Acte I : Le fantôme.
L'acte I plonge le spectateur dans une atmosphère shakespearienne (référence à
Hamlet le spectre du père de Hamlet apparaît la nuit à des soldats en faction
au château d'Elseneur). Cocteau combine les étapes et les genres en associant
tragédie antique et drame élisabéthain, pour montrer que le théâtre est
intemporel et réactualiser le mythe antique.
Le lange des tonalités apparaît, comme si le dramaturge prenait ses distances
par rapport aux conventions du genre tragique, et comme s'il revendiquait déjà
sa liberté créatrice grâce à la fantaisie verbale. Comique et pathétique alternent
dans une pièce qui semble ainsi à mi-chemin entre tragédie et comédie.
De nombreux effets d'annonce sont livrés à la perspicacité des
spectateurs/lecteurs.
Phrases à valeur prophétique.
o À l'acte III Œdipe dit : « Eh bien, plus je m'éloignais de ma ville,
plus j'approchais de la tienne, plus il me semblait rentrer chez
moi. »
o La pâte immonde qui agresse Jocaste, annonce la relation
incestueuse mère-fils.
Certains objets ont une valeur prémonitoire.
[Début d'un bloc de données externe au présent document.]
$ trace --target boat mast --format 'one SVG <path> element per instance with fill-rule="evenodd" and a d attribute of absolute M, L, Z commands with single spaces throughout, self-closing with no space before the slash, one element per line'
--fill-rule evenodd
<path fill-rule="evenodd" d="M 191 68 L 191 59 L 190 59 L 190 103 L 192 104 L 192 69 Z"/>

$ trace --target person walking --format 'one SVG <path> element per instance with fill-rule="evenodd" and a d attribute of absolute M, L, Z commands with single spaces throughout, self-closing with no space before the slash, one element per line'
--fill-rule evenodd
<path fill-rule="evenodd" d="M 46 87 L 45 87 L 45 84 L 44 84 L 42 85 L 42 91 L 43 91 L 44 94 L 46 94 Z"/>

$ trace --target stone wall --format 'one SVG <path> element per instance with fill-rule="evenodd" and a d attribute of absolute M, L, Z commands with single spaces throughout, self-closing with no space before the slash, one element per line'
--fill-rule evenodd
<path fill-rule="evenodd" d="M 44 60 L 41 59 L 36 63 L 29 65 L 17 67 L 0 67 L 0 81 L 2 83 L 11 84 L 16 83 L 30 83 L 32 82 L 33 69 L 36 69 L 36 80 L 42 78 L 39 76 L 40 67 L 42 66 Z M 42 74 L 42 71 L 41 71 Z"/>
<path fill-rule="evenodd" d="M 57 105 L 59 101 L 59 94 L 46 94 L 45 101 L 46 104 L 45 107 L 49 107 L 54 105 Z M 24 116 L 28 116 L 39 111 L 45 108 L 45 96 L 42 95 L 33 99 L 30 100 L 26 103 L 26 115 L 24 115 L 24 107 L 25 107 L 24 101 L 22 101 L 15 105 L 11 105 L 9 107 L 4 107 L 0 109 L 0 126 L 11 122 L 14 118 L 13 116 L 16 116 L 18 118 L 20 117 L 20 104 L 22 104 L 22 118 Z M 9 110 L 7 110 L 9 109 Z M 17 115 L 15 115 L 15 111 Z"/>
o L'écharpe rouge qui a déjà failli étrangler Œdipe.
o La broche qui dès le premier acte est présentée comme celle qui
« crève l'œil de tout le monde. »
Des effets de miroirs entre personnages contribuent à anticiper le
dénouement.
o La cécité de Tirésias annonce celle d'Œdipe. Elle montre que leurs
parcours se rejoignent, que la lucidité spirituelle compte plus que le
regard physique.
o Le jeune soldat de l'acte I, qui émeut Jocaste, a le même âge et la
même apparence physique que son fils. Cette rencontre annonce le
retour d'Œdipe et suggère l'attirance entre la mère et le fils.
Acte II : Rencontre d'Œdipe et du sphinx.
Jeu chronologique subtil. La Voix invite à un déplacement spatio-temporel en
demandant de se livrer à une superposition imaginaire des actes I et II, procédé
moderne, inconcevable dans la dramaturgie antique. Le spectateur/lecteur a le
pouvoir magique de remonter dans le temps.
Apparition d'Œdipe et du (de la) sphinx. La scène est caractérisée par
l'ambiguïté est le mélange des tonalités :
Dialogue proche du badinage amoureux.
Côté spectaculaire et angoissant de cette scène qui se déroule dans un lieu
qui prend une allure fantastique.
L'ambivalence règne en maître, la jeune fille, dont la robe blanche
symbolise l'innocence et la pureté, se métamorphose en un monstre ailé.
À la fin de l'acte on voit les formes géantes des « dieux cruels » Anubis et
Némésis jouant avec le destin du héros, comme avec celui de tous les
autres pauvres hommes.
Acte III : La nuit de noces.
L'atmosphérique est plus intime et plus sensuelle, mais chaque précision
descriptive prend une signification ambiguë et contribue à créer un climat irréel,
étouffant : chaque détail prend rétrospectivement un sens prémonitoire ou
provoque une forte impression de malaise.
La couleur rouge de la chambre de Jocaste semble annoncer la mort à venir.
C'est la couleur du crime et de la fatalité tragique dans toute la pièce : Le
spectre du roi a une tache rouge à l'oreille droite (Acte I).
C'est une référence à la mythologie personnelle de Cocteau : Le suicide de
son père avec une tache rouge près de l'oreille droite.
Cet acte est celui de l'accomplissement inéluctable du destin, avec un effroyable
aspect mécanique, comme pour retarder l'instant fatal de la consommation
incestueuse et en accentuer la condamnation.
Acte IV : Œdipe roi.
C'est l'acte le plus proche du modèle antique, d'où son titre qui fait référence à
la tragédie de Sophocle.
L'accumulation des malheurs lui donne une tonalité pathétique conforme à la
tradition.
La Voix, véritable coryphée, annonce que c'est le seul moment où l'éternel
enfant Œdipe peut devenir un homme, et c'est ce qui donne au héros toute sa
grandeur.
Œdipe en se crevant les yeux devient un nouveau voyant comme le devin aveugle :
il voit « clair » en lui-même.
Paradoxalement le piège ourdi par les « dieux infernaux » est source de
libération pour Œdipe qui assume son destin. La pièce se termine sur une tonalité
optimiste, et l'histoire d'Œdipe se transforme en mythe.